Hill was looking for ways to create a child bereavement program for the local hospice, but Tahoe Forest Hospice already operates with a 12 percent shortfall that is paid for by Tahoe Forest Hospital, according to hospice statistics.
That’s when Randy Hill, no relation to Kathryn Hill, came along. The Tahoe Vista resident recently lost his wife, Renee, to cancer and wanted to make a donation to Tahoe Forest Hospice in her name. Renee Hill loved children, so hospice saw an opportunity to start a bereavement program for children.
The donation, which Kathryn Hill would only describe as “very generous,” will fund two hospice programs.
One, called Renee’s Place, will provide 20 to 25 books on child bereavement this fall to six public libraries and 16 public schools in hospice’s 4,900-square-mile coverage area. The books will have age-appropriate information for children and adults on grief.
“What you tell a 5 year old is not what you are going to tell a 15 year old,” Kathryn Hill said. “Their concepts of life and death are very different.”
The second piece will be Griefbusters, modeled after a program that started in Monterey, Calif. Hospice will train volunteers to go to all public schools in the area once each week to talk to children who may need help dealing with grief.
Hospice is looking for volunteers to participate in training for hospice bereavement programs, including Griefbusters, in September.
Truckee resident Carol O’Brien will be a Griefbuster volunteer after the training. She said the program is something the community needs.

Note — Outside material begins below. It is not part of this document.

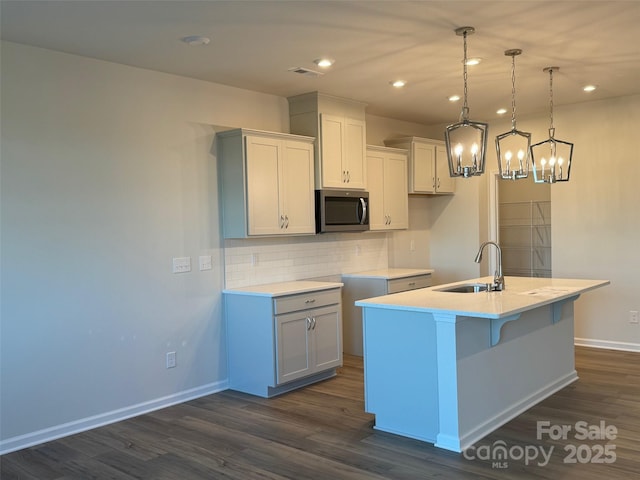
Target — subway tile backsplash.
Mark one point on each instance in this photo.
(269, 260)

“I don’t think our community has addressed children’s grief,” she said. “Children don’t always know how to express themselves.”
Lynette Eddie decided she wanted to be a Griefbusters volunteer based on her personal experience. When she was 10 years old, her mother died.
“I have real insight,” said Eddie, a two-year hospice volunteer. “I can tell them it’s OK.”
A program like Griefbusters can make a difference for children, who will take the grieving experience with them for the rest of their lives, she said.
“If a kid has a tragedy going on, it can crack their soul,” Eddie said. “It’s a crucial time, and they take it with them when they’re adults. You can’t have too much support.”